Schweitzer EJ et al. (2007) Estimated benefits of transplantation of kidneys from donors at increased risk for HIV or hepatitis C infection. Am J Transplant 7: 1515–1525

Interpretation by medical practitioners of the transplantation guidelines of the US Centers for Disease Control and Prevention leads most to discard kidneys from potential donors who have behavioral risk factors for HIV or hepatitis C virus (HCV) infection, even if screening tests for the viruses are negative. These guidelines are, however, now over a decade old, and clinical developments, including the increasing availability of rapid and more-sensitive infection screening, might mean that organs from these increased-risk donors (IRDs) could safely be used to expand the current pool of donated kidneys.
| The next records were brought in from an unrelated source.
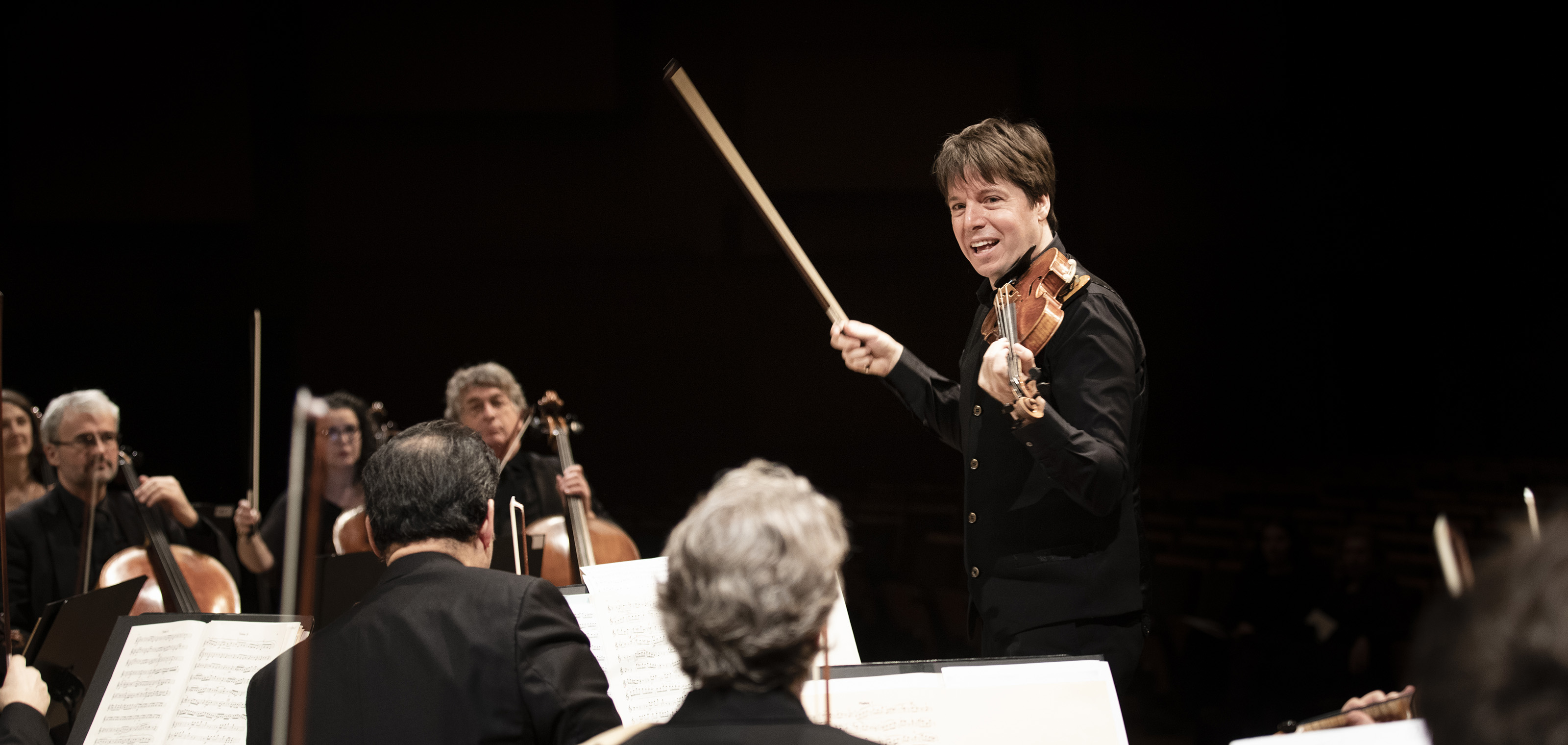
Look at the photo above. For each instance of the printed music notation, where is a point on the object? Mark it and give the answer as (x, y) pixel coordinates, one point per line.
(625, 598)
(184, 683)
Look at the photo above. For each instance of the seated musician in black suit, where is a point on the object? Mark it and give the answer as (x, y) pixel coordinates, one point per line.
(488, 399)
(753, 574)
(80, 433)
(444, 650)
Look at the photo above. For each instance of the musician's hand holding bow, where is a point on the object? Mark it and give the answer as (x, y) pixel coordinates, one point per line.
(165, 492)
(574, 482)
(866, 349)
(1377, 697)
(24, 686)
(993, 369)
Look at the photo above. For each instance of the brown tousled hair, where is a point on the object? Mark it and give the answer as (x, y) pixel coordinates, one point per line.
(1001, 149)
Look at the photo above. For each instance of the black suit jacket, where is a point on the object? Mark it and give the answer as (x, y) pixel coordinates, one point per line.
(728, 716)
(43, 540)
(23, 725)
(531, 477)
(447, 653)
(1051, 526)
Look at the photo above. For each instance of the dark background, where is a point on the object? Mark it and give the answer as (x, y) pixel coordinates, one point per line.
(1332, 225)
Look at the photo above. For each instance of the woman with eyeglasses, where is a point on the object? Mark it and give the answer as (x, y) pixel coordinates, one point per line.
(345, 427)
(24, 451)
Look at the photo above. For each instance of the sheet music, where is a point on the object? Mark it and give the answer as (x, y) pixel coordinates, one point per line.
(1042, 702)
(893, 710)
(626, 606)
(603, 647)
(841, 637)
(148, 683)
(186, 683)
(212, 710)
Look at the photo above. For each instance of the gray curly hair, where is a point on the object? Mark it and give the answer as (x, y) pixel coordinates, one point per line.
(753, 574)
(485, 374)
A recent Markov model analysis suggests that kidneys from IRDs who are seronegative following screening for HCV and HIV nucleic acids should be considered for use as allografts.

In comparison with a policy of discarding kidneys from IRDs, a policy of transplanting organs from seronegative (according to both antibody and nucleic-acid testing) IRDs resulted in 20-year improvements in the number of patients who received transplants, waiting time, time with functioning graft, cost of care, and recipient survival, as well as in a greater number of quality-adjusted life-years. Importantly, the discard policy resulted in a higher 20-year incidence of infection overall, attributable to the increased time spent by potential graft recipients on maintenance hemodialysis (which is associated with relatively high risks of acquiring HCV infection). Incidence of HIV infection was, however, higher with the transplant policy than with the discard policy, and the infection rate advantage of using organs from IRDs was lost when nucleic acid screening for HIV and HCV was unavailable.